Rafał Faryna: Jestem zadowolony, że trafiłem do Wyszkowa

W ubiegłym sezonie poza występami w drużynie Czarnych w Młodej Lidze, młody i obiecujący atakujacy, Rafał Faryna zadebiutował także w rozgrywkach PlusLigi w seniorskiej kadrze Wojskowych. W nadchodzącym sezonie, jednak zostanie wypożyczony do drużyny mistrza I ligi z sezonu 2013/2014,  Campera Wyszków. - Nie ukrywam, że jestem zadowolony, że trafię do zespołu, który w zeszłym sezonie wygrał rozgrywki I ligi. - dodaje siatkarz. Zapraszamy na krótki wywiad z Rafałem Faryną.

Jak oceniasz i wspominasz ubiegły sezon? Po raz pierwszy zadebiutowałeś w kadrze seniorów i to od razu w PlusLidze. To na pewno marzenie nie jednego siatkarza z grup młodzieżowych Czarnych.


Rafał Faryna (Camper Wyszków): Wspominam to wydarzenie w mojej karierze z ogromną radością. Wiem, że była to dla mnie wielka szansa, gdzie mogłem pokazać swoje umiejętność, a także miałem okazję uczyć się od najlepszych. Myśl o tym sprawia mi ogromną radość, a także satysfakcję. Jestem również zadowolony, że mimo tak młodego wieku, mogłem zadebiutować w najwyższej klasie rozgrywkowej i dodatkowo w barwach Czarnych Radom.

Zostałeś wypożyczony do I ligowego Campera Wyszków. Skąd wziął się pomysł na grę w innym klubie? Bardziej naciskał trener Robert Prygiel, czy jednak pierwsza pojawiła się oferta Campera?
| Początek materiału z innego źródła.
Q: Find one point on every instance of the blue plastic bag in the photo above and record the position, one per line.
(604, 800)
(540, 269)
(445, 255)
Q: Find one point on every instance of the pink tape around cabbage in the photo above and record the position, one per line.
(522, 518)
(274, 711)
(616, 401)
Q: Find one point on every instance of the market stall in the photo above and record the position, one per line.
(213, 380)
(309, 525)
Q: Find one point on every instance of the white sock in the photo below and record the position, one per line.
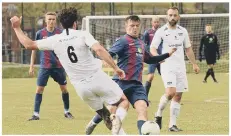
(163, 102)
(66, 111)
(121, 132)
(36, 114)
(121, 112)
(174, 112)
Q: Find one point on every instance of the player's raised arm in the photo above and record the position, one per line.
(217, 47)
(103, 54)
(189, 52)
(24, 40)
(156, 41)
(149, 59)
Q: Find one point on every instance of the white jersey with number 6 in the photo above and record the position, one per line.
(73, 52)
(173, 70)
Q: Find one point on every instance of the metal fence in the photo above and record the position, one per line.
(33, 14)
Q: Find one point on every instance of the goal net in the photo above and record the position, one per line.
(106, 29)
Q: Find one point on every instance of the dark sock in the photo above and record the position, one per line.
(139, 125)
(105, 115)
(147, 87)
(97, 119)
(38, 101)
(158, 69)
(207, 74)
(65, 97)
(213, 75)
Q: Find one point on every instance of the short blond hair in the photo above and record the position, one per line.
(50, 13)
(155, 18)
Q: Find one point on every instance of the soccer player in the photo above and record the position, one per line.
(131, 54)
(147, 38)
(49, 66)
(72, 47)
(173, 70)
(209, 43)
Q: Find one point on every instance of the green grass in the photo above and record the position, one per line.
(196, 117)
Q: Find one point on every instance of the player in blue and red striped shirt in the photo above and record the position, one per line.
(147, 38)
(131, 54)
(49, 66)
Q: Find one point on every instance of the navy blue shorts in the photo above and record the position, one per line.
(58, 74)
(133, 90)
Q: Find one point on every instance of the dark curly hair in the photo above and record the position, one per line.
(67, 17)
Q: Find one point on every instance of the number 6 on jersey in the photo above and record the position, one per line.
(72, 56)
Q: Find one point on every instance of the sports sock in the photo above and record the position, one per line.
(208, 73)
(139, 125)
(147, 86)
(163, 102)
(97, 119)
(174, 112)
(38, 101)
(213, 75)
(121, 112)
(65, 97)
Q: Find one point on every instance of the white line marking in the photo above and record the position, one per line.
(217, 100)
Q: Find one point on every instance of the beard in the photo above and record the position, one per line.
(173, 22)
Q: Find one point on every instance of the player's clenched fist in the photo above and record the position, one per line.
(16, 21)
(196, 68)
(172, 51)
(120, 73)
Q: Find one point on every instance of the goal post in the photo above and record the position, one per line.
(106, 29)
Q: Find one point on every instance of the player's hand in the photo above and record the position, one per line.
(172, 51)
(31, 71)
(105, 64)
(120, 73)
(196, 68)
(16, 21)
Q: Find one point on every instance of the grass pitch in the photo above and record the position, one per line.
(204, 110)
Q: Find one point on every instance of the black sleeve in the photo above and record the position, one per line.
(149, 59)
(201, 46)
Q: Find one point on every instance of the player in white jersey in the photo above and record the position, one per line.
(72, 47)
(173, 71)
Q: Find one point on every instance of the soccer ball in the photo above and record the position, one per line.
(150, 128)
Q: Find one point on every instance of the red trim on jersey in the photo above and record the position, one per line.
(59, 65)
(132, 59)
(46, 53)
(151, 31)
(143, 52)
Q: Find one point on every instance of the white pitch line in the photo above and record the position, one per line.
(217, 100)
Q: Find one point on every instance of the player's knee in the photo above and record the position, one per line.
(150, 77)
(140, 106)
(141, 109)
(170, 92)
(63, 88)
(40, 89)
(177, 97)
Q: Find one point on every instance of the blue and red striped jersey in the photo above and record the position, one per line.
(131, 55)
(48, 59)
(147, 38)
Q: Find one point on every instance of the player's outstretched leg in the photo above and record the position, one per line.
(158, 115)
(213, 75)
(208, 73)
(92, 124)
(65, 97)
(174, 113)
(37, 103)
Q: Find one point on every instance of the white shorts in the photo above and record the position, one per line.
(97, 89)
(176, 79)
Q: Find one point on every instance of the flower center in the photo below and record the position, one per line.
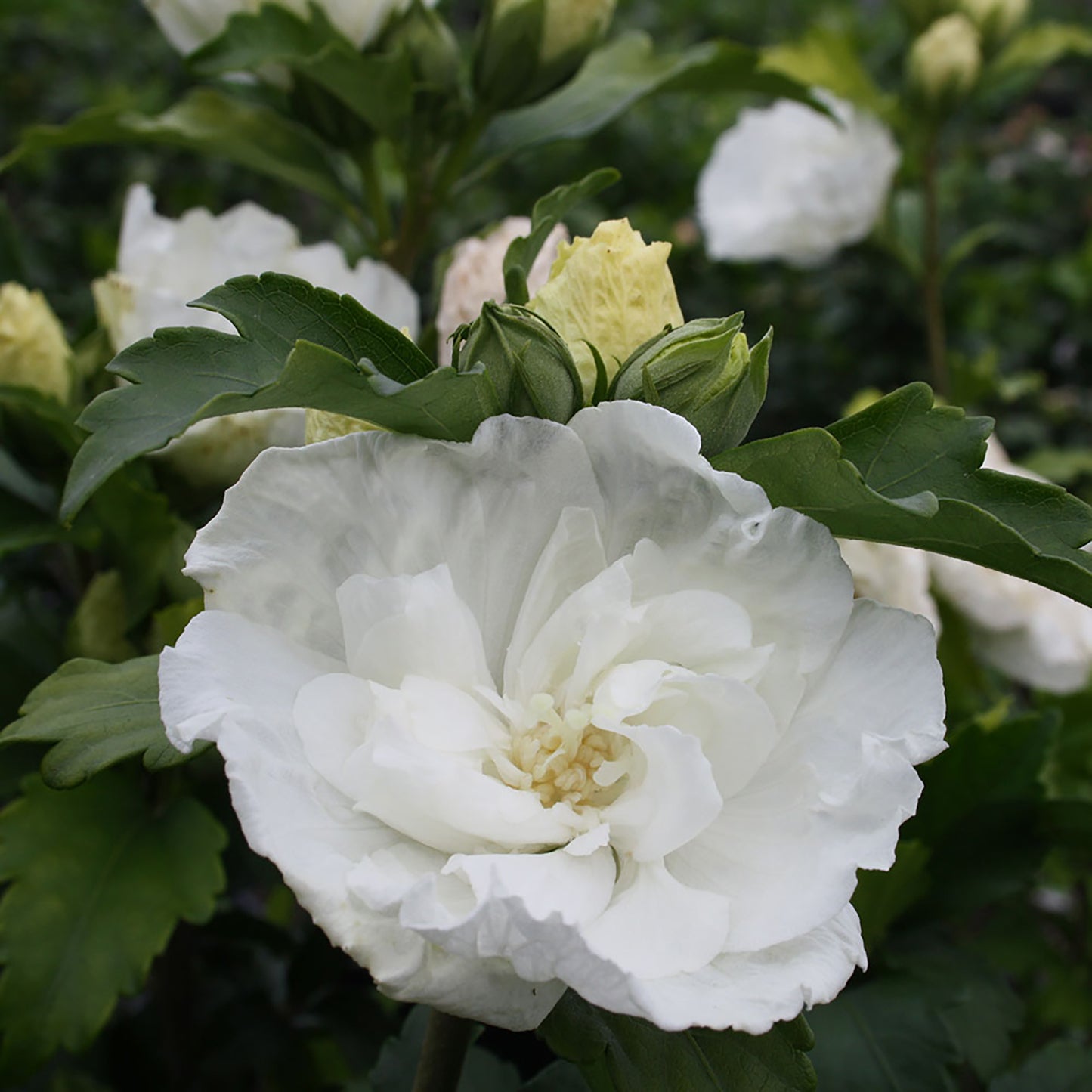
(566, 758)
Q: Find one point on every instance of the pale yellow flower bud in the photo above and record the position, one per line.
(33, 348)
(946, 60)
(614, 291)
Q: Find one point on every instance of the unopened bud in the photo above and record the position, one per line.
(529, 47)
(527, 360)
(945, 61)
(995, 19)
(704, 372)
(33, 348)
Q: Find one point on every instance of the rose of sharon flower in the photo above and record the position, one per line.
(165, 263)
(34, 351)
(476, 273)
(613, 289)
(896, 576)
(190, 23)
(1038, 637)
(790, 184)
(561, 707)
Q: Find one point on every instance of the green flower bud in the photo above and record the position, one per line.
(529, 47)
(945, 63)
(704, 372)
(527, 360)
(995, 19)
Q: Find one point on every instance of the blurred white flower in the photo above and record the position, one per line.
(1038, 637)
(896, 576)
(476, 274)
(789, 184)
(164, 263)
(190, 23)
(561, 707)
(34, 351)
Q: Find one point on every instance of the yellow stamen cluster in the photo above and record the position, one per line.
(566, 758)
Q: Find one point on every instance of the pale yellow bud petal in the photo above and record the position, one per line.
(945, 63)
(614, 291)
(33, 348)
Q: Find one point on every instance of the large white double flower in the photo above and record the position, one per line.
(559, 707)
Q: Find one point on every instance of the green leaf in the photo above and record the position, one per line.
(907, 472)
(96, 714)
(1063, 1066)
(97, 883)
(377, 88)
(210, 124)
(824, 58)
(397, 1065)
(623, 1054)
(620, 74)
(881, 898)
(883, 1037)
(346, 360)
(549, 212)
(1041, 45)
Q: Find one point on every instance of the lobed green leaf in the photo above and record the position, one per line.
(907, 472)
(549, 212)
(211, 124)
(297, 346)
(377, 88)
(97, 881)
(95, 716)
(620, 74)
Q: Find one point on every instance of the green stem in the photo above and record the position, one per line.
(936, 338)
(447, 1038)
(373, 189)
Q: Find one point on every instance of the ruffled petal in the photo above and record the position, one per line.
(831, 795)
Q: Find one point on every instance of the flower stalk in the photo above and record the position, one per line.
(936, 336)
(447, 1040)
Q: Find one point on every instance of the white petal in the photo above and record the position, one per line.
(787, 183)
(654, 481)
(657, 926)
(670, 802)
(302, 522)
(515, 907)
(734, 725)
(753, 991)
(233, 682)
(834, 792)
(417, 625)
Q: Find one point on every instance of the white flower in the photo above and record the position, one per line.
(559, 707)
(1038, 637)
(896, 576)
(476, 273)
(165, 263)
(787, 183)
(191, 23)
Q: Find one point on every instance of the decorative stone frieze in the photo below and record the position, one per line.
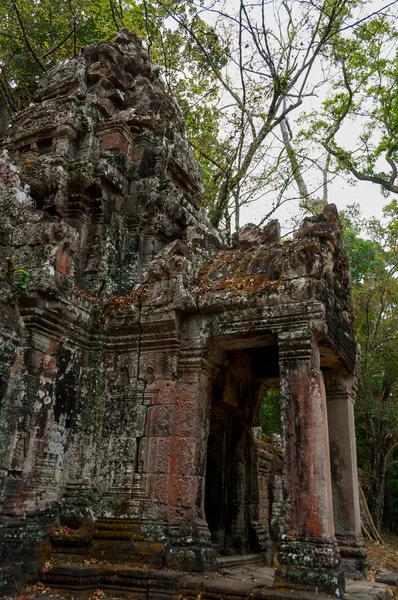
(136, 348)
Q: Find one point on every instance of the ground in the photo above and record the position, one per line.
(382, 558)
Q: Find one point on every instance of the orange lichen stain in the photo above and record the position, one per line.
(133, 298)
(85, 295)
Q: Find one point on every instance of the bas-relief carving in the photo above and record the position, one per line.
(142, 333)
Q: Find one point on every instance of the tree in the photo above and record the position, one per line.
(374, 264)
(238, 74)
(362, 97)
(272, 60)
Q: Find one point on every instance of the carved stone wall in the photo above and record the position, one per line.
(136, 347)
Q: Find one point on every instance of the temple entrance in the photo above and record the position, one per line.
(237, 486)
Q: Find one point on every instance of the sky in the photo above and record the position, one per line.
(340, 191)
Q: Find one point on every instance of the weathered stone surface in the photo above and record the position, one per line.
(136, 349)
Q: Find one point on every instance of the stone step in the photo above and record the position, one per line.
(240, 560)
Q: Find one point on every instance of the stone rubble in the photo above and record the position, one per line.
(136, 350)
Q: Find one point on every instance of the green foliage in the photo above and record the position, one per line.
(365, 78)
(271, 413)
(21, 283)
(373, 251)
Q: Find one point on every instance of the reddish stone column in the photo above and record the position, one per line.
(308, 557)
(340, 393)
(189, 545)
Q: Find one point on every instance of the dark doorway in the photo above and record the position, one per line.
(233, 500)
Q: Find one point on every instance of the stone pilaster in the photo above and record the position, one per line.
(182, 481)
(340, 393)
(309, 557)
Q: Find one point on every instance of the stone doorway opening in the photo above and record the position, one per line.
(238, 485)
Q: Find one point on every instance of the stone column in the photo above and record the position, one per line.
(340, 393)
(309, 557)
(189, 544)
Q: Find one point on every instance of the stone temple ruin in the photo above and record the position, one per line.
(137, 347)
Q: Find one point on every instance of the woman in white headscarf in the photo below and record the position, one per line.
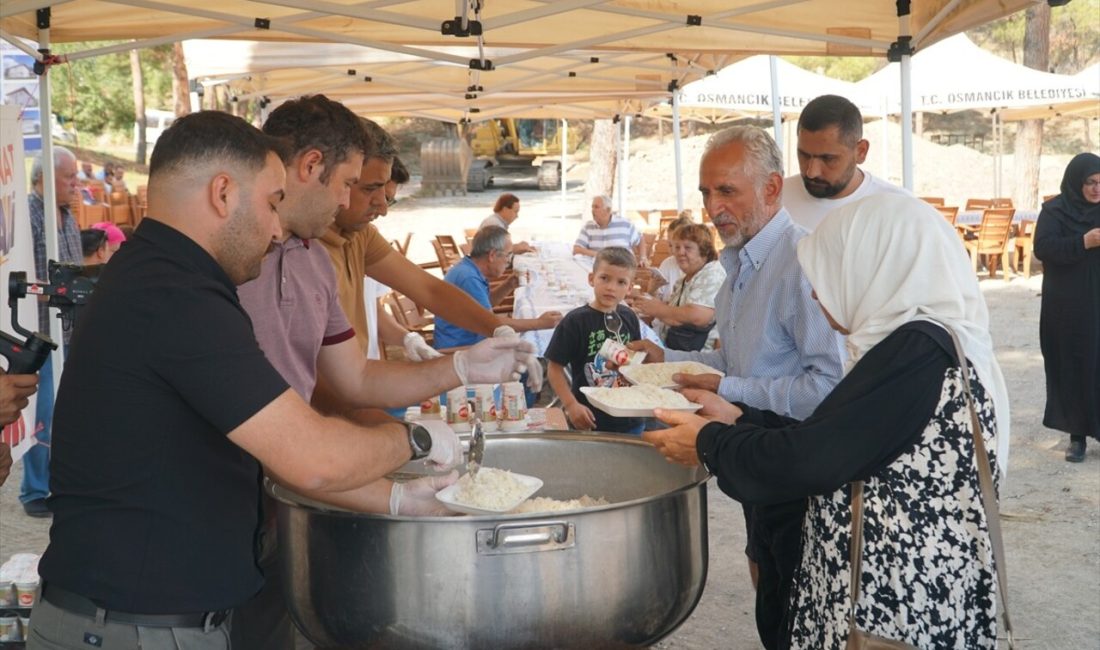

- Wraz z moim managerem  postanowiliśmy, że najlepszym na ten moment rozwiązaniem dla mnie będzie znalezienie innego klubu, gdzie poza treningami z doświadczonymi siatkarzami, będę miał także większą szansę gry, a może i wywalczenia sobie miejsca w wyjściowej szóstce. Rozpoczęliśmy rozmowy z Camperem Wyszków i nie ukrywam, że jestem zadowolony, że trafię do zespołu, który w zeszłym sezonie wygrał rozgrywki I ligi. To świadczy jedynie o tym, że w Wyszkowie siatkówka z roku na rok podnosi swój poziom.

W Wyszkowie bardziej będziesz chciał zbierać doświadczenie, czy jednak celem nadrzędnym jest wywalczenie sobie miejsca w pierwszej szóstce?

- Myślę, że jedno i drugie. Dla mnie każdy trening w Wyszkowie będzie lekcją i zdobywaniem umiejętności, a z kolei w meczach ligowych, kiedy będę miał okazję pojawić się na boisku, będę chciał całą swoją wiedzę i umiejętności wykorzystać jak najlepiej.

Camper Wyszków w ubiegłym sezonie wywalczył mistrzostwo I ligi. Zatem trafiasz do klubu, na którym ciążyć będzie rola obrońcy tytułu. Czujesz się gotowy na takie wyzwanie?

- Wydaje mi się, że wraz z kolejnymi treningami oraz meczami w nowym klubie zarówno ja, jak i koledzy z drużyny udowodnimy, że zeszłoroczny wynik nie był przypadkiem. Kiedy dostanę szanse gry, będę chciał ją wykorzystać jak najlepiej i udowodnić swoją wartość.

Aktualnie przygotowujesz się indywidualnie do sezonu, czy jednak czekasz na treningi w Wyszkowie?

- Staram się systematycznie chodzić na siłownię oraz basen. Chcę być przygotowany na rozpoczęcie sezonu. Regularnie natomiast trenuje na plaży, także kontakt z piłką jest praktycznie codziennie o ile pogoda na to pozwala.